Employee travel and Zika: What’s your liability risk?

By Tina Irgang

The sudden appearance of Zika in Latin America and its possible link to a devastating birth defect have understandably caused panic among many adults of reproductive age. But as a company doing business in Zika-affected areas, what precautions should you take to protect employees?

For now, the Centers for Disease Control and Prevention (CDC) recommend that pregnant women postpone travel to areas where Zika is common.

However, there is a sticking point for businesses whose first instinct is to ban travel: If you decide to forbid female — or even just pregnant — employees from traveling to Latin America, it could be construed as gender discrimination, according to the Society for Human Resource Management (SHRM). Companies are free to suggest postponing travel and to warn employees of the possible risks, but any actual prohibition on business travel to the region would have to apply equally to all employees, SHRM’s article goes on to say.

Also bear in mind that it would be illegal for you to try to ascertain whether employees or their partners are planning to become pregnant, SHRM notes.

So does a blanket ban make sense? Here are the facts:

  • A link between Zika and the birth defect microcephaly is likely, based on a strong surge in the defect in Brazil a few months after the Zika virus first appeared there in May 2015, according to the New York Times. Microcephaly causes abnormally small heads and severe intellectual disabilities in affected infants. “It may be that other factors, such as simultaneous infection with other viruses, are contributing to the rise; investigators may even find that Zika virus is not the main cause,” the article goes on to say. However, the simultaneous appearance of Zika and the microcephaly surge is highly suggestive of a correlation.
  • Zika has been found in saliva, but it’s not clear whether the virus can actually be transmitted that way, according to Vox
  • Sexual transmission of Zika is “thought to be rare, but plausible,” reports Vox. With the science still evolving, the CDC has issued interim guidance suggesting the use of condoms for couples who are currently expecting or are planning a pregnancy, if the male partner has travelled to Zika-affected areas.

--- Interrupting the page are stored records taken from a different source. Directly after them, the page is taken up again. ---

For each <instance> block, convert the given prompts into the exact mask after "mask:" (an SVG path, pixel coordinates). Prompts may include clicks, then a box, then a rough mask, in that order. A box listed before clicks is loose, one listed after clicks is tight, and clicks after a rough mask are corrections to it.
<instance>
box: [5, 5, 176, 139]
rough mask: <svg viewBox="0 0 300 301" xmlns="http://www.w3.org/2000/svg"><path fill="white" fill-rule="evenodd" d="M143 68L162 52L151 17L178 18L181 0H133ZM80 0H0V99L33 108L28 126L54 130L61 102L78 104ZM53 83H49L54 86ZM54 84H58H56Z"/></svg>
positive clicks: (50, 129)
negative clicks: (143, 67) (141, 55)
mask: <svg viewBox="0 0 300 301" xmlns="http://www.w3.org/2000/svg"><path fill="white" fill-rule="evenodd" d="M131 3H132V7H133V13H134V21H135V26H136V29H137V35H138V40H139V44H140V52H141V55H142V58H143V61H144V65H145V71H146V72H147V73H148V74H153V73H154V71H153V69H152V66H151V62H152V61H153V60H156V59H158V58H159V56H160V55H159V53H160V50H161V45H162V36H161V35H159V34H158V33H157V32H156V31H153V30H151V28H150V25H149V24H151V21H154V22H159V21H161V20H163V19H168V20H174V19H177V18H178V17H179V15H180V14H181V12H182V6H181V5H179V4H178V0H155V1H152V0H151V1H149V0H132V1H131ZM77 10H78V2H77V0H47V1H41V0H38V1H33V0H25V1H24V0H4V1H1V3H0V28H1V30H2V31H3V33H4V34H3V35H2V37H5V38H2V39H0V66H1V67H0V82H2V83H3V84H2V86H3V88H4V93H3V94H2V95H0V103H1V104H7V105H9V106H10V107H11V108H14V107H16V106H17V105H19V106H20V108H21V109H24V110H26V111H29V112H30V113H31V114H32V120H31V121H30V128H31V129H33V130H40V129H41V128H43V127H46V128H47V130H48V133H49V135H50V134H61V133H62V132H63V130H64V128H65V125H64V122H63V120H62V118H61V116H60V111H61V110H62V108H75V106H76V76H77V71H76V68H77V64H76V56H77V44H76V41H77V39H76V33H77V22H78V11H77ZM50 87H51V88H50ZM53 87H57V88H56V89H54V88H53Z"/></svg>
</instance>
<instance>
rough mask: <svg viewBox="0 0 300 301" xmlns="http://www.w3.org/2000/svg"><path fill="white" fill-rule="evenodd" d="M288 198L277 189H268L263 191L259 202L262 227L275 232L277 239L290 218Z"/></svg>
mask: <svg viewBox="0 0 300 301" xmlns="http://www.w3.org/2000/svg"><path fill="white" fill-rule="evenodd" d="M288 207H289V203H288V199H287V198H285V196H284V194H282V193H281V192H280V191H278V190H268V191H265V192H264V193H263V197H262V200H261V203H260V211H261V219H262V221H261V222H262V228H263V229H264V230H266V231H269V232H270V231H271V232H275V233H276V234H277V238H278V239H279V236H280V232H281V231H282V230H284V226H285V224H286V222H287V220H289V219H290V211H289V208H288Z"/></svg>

Given those facts, what’s the common-sense (and legal) approach to business travel? “Employers should make sure all workers whose job duties may take them to areas that the CDC has identified as at-risk are educated on the Zika virus’s symptoms and modes of transmission, as well as on the precautions they should take to avoid mosquitoes and the risk of infection,” SHRM suggests.

What if some employees have travelled to Latin America and pregnant colleagues are concerned about transmission once the employees have returned?

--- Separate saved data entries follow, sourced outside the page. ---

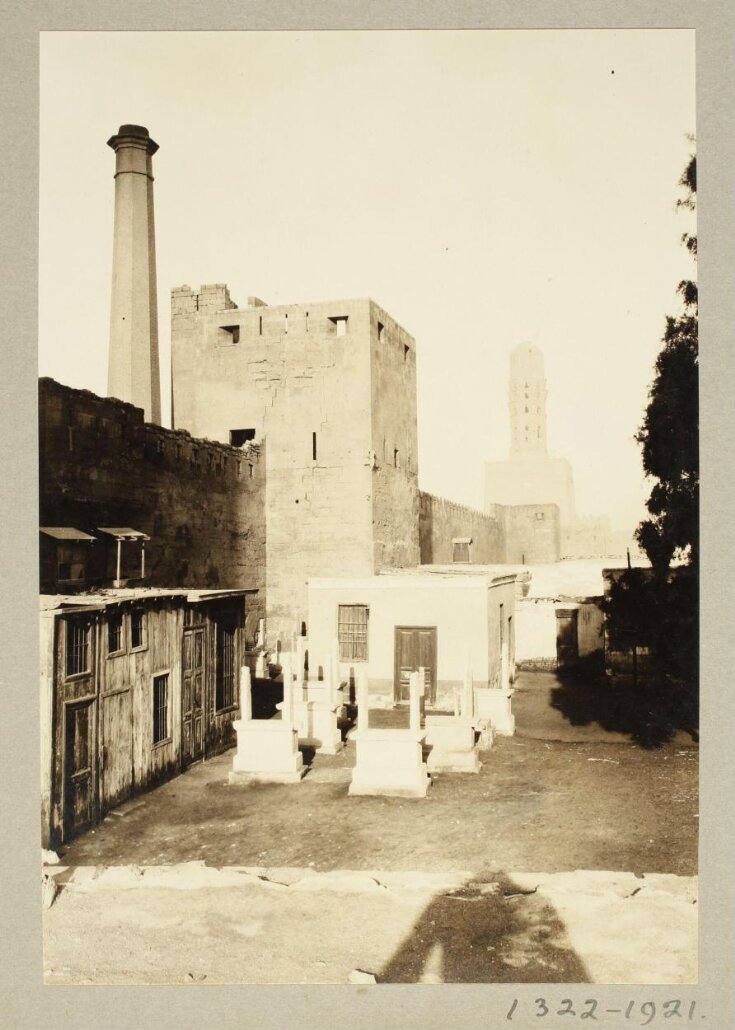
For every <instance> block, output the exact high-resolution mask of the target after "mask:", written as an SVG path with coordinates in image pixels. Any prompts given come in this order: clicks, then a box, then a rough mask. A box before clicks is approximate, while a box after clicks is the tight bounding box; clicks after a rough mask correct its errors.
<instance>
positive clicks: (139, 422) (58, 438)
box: [39, 379, 266, 610]
mask: <svg viewBox="0 0 735 1030" xmlns="http://www.w3.org/2000/svg"><path fill="white" fill-rule="evenodd" d="M39 445H40V453H39V459H40V524H41V525H51V526H73V527H74V528H77V529H82V530H84V531H86V533H91V534H92V535H93V536H98V537H99V536H100V535H99V534H98V533H97V529H98V528H99V527H100V526H131V527H133V528H135V529H140V530H141V531H143V533H146V534H148V535H149V536H150V538H151V539H150V541H149V542H148V543H147V544H146V574H147V576H146V582H147V583H148V584H149V585H151V586H188V587H202V588H204V587H222V588H236V587H241V588H242V587H245V588H257V589H258V591H259V599H260V604H263V598H264V596H265V585H266V584H265V565H266V561H265V551H266V517H265V496H266V489H265V487H266V483H265V475H264V460H263V459H264V454H263V452H261V449H260V447H259V446H258V445H251V446H248V447H246V448H242V449H241V448H237V447H229V446H222V445H221V444H218V443H213V442H211V441H208V440H199V439H195V438H194V437H191V436H189V434H188V433H185V432H182V431H172V430H167V428H164V427H163V426H159V425H152V424H150V423H146V422H144V420H143V412H142V410H141V409H140V408H135V407H133V406H132V405H130V404H125V403H124V402H121V401H117V400H114V399H112V398H101V397H97V396H96V394H95V393H91V392H90V391H88V390H78V389H73V388H71V387H68V386H63V385H62V384H60V383H58V382H56V381H55V380H53V379H41V380H40V382H39ZM250 607H251V610H255V609H256V608H257V603H254V604H253V606H250Z"/></svg>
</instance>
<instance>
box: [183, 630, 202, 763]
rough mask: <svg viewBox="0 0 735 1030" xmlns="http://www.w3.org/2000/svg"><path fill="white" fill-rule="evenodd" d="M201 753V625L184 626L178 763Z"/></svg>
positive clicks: (201, 648)
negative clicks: (180, 715)
mask: <svg viewBox="0 0 735 1030" xmlns="http://www.w3.org/2000/svg"><path fill="white" fill-rule="evenodd" d="M203 755H204V627H203V626H202V627H201V628H199V629H184V631H183V657H182V671H181V764H182V766H183V767H184V768H185V767H186V766H187V765H190V764H191V762H196V761H199V759H200V758H202V757H203Z"/></svg>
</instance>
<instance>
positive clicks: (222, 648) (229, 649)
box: [215, 623, 236, 711]
mask: <svg viewBox="0 0 735 1030" xmlns="http://www.w3.org/2000/svg"><path fill="white" fill-rule="evenodd" d="M235 666H236V662H235V625H234V624H233V623H219V624H218V625H217V682H216V698H215V705H216V708H217V711H221V710H222V709H229V708H233V706H234V705H235V697H236V694H235V673H236V667H235Z"/></svg>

There is no quarantine currently on travellers returning from Zika-affected areas, notes employee safety publication EHS Today. Also, since there is no evidence that casual person-to-person contact can lead to Zika transmission, you cannot require returning employees to undergo a medical examination, EHS Today says.

Finally, what if a pregnant employee does contract Zika and give birth to a microcephalic infant? Could you be held liable? The Supreme Court had this to say in a past case regarding harm to unborn children of employees, according to EHS Today: “[I]f the employer fully informs the woman of the risk, and the employer has not acted negligently, the basis for holding an employer liable seems remote at best.”